Not What I Expected: Wilde Lake by Laura Lippman

wilde lake 2My experience of reading Wilde Lake was a mixed one. I adored the first hundred pages, and I even went to so far to tell people to read it on the basis of the beginning alone. It’s so specific about growing up in a planned suburb in the 1970s that I  was fascinated. Now that I’m finished, there’s so much that bothers me about it, and it mainly has to do with the two main pleasures I look for in a crime novel: there’s some clarity about what happened, or there’s a thrilling chase or setpiece or two that keeps me interested. I think the openness of the ending, which wasn’t a total openness, to be fair, was what bothered me the most.

The Laura Lippman standalones I’ve read tend to deal with past timelines being uncovered in the present. Wilde Lake is no different: the intersecting timelines circle around Lu Brant, the first female state’s attorney in Howard County who prosecutes her first murder case as an elected official. The past storyline involves her older brother who accidentally killed someone when he was a teenager and when their father was state’s attorney. Lu is 10 years old in the bulk of the past storyline, so her memories are not reliable because of the significant passage of time.

Why I liked the beginning: the book is like an update to To Kill a Mockingbird. Lu is a tomboy, her mom is dead, her dad is a prosecutor instead of a defense attorney. She’s wily. She’s trying to figure out her dad and her much older brother. They live in Columbia MD, a suburban dream of equality and egalitarianism halfway between Baltimore and Washington DC, and the political and suburban planning theories sounded great.

But there’s not a lot of forward momentum. What I ended up feeling is that everyone was hiding sordid parts of their past, and there was no resolution for most of the characters. And it ended with Lu alone, out of a job, and a father heading towards death. I’m not sure her goal of writing down her family’s secrets for her young children would really explain her family to them. People lie, people feel guilty, and the legal system can’t expose the truth necessarily. It may be a truthful book, but it left me in an odd place. I’m not saying all crime novels need to be a bit more thriller-like or resolve more issues/ more details about a crime, but those are two things that I like in a crime novel. I’m not as up-in-arms about this ending as, say, I was bothered by In the Woods by Tana French, but I’m feeling dissatisfied.

I borrowed this book from the library.


8 thoughts on “Not What I Expected: Wilde Lake by Laura Lippman

  1. I know exactly what you mean, Rebecca! I like clarity, too, when I read. I like the big questions answered, even if, for instance, the author leaves one or two little things open as a hint to the next novel (if it’s a series). I do like Lippman’s use of past/present connections, though, and I can see why you enjoyed the first part of the novel.

  2. I have not read that much of Lippman’s books (only one of the series books), and the reason I have avoided the stand alone books is that they seem to tense to me.
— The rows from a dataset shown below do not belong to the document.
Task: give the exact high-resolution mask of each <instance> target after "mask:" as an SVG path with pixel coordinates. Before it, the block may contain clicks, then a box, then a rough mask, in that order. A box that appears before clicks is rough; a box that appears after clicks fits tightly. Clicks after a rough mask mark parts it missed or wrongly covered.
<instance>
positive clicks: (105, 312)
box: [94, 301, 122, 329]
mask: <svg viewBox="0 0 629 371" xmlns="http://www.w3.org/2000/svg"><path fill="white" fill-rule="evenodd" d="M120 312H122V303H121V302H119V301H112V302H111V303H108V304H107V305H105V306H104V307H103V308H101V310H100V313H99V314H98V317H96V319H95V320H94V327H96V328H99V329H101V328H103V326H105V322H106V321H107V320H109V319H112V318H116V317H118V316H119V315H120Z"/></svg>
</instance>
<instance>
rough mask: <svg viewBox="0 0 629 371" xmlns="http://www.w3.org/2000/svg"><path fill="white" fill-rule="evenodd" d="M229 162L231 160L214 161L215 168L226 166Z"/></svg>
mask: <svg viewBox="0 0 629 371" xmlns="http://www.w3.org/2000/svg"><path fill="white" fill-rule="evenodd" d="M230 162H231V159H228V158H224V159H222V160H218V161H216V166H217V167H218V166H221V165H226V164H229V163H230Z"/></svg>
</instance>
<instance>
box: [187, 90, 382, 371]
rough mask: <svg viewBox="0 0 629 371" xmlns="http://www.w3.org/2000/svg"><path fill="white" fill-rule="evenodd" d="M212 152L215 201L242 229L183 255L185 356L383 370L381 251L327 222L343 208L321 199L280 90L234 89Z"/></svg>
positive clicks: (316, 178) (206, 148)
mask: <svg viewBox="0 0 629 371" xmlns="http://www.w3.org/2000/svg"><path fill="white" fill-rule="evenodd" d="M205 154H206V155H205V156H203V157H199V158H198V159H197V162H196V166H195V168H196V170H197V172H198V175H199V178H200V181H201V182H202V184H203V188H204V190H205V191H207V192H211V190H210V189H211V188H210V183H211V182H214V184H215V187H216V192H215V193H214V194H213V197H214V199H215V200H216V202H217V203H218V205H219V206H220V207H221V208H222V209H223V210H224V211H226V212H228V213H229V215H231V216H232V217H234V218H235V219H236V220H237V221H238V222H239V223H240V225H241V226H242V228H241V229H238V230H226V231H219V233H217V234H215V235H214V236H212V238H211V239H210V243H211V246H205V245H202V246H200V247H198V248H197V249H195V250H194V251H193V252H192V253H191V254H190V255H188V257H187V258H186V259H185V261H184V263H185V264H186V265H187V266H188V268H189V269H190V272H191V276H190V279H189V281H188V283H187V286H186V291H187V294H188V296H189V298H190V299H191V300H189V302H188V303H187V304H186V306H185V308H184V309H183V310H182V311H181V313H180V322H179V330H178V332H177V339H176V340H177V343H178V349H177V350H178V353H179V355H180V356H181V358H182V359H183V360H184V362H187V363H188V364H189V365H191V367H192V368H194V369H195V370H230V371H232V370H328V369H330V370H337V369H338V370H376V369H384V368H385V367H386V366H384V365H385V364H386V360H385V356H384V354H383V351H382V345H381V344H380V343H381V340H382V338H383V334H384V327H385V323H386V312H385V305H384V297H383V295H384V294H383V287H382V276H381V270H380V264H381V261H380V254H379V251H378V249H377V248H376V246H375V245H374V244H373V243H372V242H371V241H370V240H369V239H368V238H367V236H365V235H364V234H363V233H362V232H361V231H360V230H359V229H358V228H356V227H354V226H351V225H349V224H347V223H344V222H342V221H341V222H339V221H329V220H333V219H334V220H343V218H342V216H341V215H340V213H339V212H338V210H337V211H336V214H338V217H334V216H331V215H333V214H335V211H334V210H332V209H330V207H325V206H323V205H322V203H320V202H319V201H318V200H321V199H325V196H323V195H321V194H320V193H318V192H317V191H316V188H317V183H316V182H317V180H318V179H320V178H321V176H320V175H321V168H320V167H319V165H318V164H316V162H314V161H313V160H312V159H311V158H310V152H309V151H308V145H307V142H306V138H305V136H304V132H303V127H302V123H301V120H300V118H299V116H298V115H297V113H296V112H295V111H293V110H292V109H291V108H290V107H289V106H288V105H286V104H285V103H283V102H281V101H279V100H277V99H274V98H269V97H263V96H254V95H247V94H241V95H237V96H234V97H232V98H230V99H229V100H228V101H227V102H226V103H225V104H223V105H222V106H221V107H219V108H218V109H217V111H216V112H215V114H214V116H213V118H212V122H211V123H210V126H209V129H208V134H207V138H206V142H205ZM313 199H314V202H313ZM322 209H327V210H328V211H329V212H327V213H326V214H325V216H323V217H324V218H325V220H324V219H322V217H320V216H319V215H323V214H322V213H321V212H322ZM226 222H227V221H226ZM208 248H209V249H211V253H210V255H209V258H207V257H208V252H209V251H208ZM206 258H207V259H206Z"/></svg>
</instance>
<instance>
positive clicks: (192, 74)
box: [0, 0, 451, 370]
Based on descriptions I read.

    • Some of them are, but this one felt too untense for me for long stretches. Strange, huh? Are you still reading lots of older favorites, Tracy? I saw you just read Millar and meant to comment.

      • I am still reading mostly older mystery fiction,Rebecca, this month so far 4 vintage mysteries vs. two newer crime fiction books. I did enjoy the Millar book a lot.
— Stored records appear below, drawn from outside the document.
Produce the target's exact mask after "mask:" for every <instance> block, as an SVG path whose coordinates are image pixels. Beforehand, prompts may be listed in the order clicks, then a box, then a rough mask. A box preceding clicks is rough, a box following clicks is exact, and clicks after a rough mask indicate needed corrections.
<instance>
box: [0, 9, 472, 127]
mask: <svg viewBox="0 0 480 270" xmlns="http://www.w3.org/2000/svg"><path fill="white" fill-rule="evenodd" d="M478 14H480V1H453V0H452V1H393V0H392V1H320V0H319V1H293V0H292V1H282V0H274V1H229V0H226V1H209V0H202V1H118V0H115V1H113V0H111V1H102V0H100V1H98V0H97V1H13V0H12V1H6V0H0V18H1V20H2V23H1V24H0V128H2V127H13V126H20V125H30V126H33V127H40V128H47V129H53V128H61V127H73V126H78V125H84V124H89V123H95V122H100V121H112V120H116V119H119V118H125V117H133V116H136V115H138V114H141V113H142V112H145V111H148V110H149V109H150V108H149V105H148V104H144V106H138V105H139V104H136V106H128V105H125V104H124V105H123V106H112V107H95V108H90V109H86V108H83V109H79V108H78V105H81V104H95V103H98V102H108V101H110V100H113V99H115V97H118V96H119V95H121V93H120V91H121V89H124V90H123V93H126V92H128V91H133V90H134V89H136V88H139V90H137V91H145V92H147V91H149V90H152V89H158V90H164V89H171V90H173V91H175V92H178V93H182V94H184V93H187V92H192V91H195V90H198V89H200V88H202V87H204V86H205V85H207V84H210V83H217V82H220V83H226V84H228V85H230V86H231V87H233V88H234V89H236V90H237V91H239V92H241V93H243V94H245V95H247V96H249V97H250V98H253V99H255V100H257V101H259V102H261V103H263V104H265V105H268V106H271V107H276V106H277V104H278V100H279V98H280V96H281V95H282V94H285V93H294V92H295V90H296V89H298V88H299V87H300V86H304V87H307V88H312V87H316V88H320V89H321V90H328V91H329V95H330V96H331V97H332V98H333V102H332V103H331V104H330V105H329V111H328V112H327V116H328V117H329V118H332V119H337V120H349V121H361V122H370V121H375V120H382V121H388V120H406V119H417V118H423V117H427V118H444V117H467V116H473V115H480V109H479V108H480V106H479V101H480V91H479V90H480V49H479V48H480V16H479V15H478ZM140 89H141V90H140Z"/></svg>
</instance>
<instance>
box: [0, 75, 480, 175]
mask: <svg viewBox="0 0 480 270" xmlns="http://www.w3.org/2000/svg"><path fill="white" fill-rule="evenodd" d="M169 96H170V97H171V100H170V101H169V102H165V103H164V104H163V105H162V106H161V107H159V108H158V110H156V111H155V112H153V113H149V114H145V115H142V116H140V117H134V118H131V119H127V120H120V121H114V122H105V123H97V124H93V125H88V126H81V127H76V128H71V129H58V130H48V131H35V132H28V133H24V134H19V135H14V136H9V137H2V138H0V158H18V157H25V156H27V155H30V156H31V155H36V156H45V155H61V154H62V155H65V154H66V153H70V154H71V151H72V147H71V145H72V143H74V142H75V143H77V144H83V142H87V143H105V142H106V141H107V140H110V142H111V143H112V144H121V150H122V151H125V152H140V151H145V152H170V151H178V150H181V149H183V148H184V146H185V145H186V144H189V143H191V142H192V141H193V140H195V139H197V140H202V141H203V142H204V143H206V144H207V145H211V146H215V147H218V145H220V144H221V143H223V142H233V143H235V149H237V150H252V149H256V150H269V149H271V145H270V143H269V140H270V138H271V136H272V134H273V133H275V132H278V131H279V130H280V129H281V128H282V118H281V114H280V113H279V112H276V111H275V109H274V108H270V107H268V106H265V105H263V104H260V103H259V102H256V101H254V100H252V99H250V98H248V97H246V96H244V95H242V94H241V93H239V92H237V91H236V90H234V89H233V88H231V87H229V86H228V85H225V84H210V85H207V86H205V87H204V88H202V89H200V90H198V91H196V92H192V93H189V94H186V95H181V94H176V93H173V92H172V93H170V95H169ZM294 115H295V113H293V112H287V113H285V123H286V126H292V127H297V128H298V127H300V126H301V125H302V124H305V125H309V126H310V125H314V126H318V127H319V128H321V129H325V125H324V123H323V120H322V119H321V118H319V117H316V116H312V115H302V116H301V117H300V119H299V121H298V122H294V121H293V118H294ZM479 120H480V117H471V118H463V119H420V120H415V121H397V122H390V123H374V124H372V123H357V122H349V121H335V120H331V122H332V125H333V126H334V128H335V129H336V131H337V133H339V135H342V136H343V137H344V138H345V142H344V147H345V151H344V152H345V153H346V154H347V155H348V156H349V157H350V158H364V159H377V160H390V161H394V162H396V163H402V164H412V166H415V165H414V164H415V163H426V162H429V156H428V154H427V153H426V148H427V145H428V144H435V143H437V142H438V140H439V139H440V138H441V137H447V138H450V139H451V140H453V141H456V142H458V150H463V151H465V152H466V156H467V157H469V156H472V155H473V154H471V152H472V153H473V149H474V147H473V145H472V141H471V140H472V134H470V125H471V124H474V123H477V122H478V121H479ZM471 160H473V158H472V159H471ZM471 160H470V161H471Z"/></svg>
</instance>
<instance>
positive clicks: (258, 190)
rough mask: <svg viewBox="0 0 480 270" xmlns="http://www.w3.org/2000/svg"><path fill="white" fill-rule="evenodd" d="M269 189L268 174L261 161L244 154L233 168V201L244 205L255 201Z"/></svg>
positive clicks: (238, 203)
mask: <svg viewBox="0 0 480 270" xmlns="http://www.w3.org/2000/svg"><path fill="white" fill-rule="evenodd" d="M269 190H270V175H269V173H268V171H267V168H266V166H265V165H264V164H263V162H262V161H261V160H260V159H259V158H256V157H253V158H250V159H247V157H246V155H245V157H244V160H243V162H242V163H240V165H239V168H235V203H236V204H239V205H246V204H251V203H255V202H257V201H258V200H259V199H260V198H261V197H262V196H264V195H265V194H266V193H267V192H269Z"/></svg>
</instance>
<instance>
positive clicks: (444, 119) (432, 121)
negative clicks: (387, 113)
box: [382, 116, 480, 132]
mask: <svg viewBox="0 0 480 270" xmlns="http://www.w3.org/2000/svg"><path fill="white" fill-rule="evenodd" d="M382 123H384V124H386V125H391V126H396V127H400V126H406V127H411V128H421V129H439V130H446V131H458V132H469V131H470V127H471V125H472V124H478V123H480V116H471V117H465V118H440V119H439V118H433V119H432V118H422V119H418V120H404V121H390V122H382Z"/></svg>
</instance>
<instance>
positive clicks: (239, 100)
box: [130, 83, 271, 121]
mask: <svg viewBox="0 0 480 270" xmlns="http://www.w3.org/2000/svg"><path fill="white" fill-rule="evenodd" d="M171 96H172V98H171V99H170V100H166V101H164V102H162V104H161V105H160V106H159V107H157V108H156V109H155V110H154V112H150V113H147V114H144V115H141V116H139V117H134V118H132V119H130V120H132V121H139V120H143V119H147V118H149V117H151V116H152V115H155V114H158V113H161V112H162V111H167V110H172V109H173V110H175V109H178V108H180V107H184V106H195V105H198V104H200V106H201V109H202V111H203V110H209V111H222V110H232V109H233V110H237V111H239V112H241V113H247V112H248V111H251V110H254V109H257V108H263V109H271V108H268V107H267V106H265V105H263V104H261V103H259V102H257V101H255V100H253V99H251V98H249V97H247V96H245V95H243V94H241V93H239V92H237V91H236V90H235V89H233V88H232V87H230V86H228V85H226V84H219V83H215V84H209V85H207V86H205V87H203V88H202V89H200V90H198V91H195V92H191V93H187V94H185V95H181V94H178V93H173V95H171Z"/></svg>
  3. I have mixed reviews for Lippman’s writings. I liked “What the Dead Know,” and some of the other stand-alones, but got bored by the last one I read, so I stopped reading them.
    I also have my own political disagreement with her on a basic issue and I hope she’s mellowed out. But it did irk me, so I lost interest.
    But just on the basis of the writing, I am not sure I’d read more of her books unless it got rave reviews.

    • I haven’t gotten to What the Dead Know, but I think my favorite stand-alones are some of the early ones compared to the last few.

      BTW, I thought you’d be interested in hearing that the follow-up to Norwegian by Night is coming out in a few months. It’s called The Girl in Green, and I think it looks good.

  4. Yes, thanks. I have it on my TBR list. Can’t wait for that book along with Fred Vargas’s new book and Tana French’s.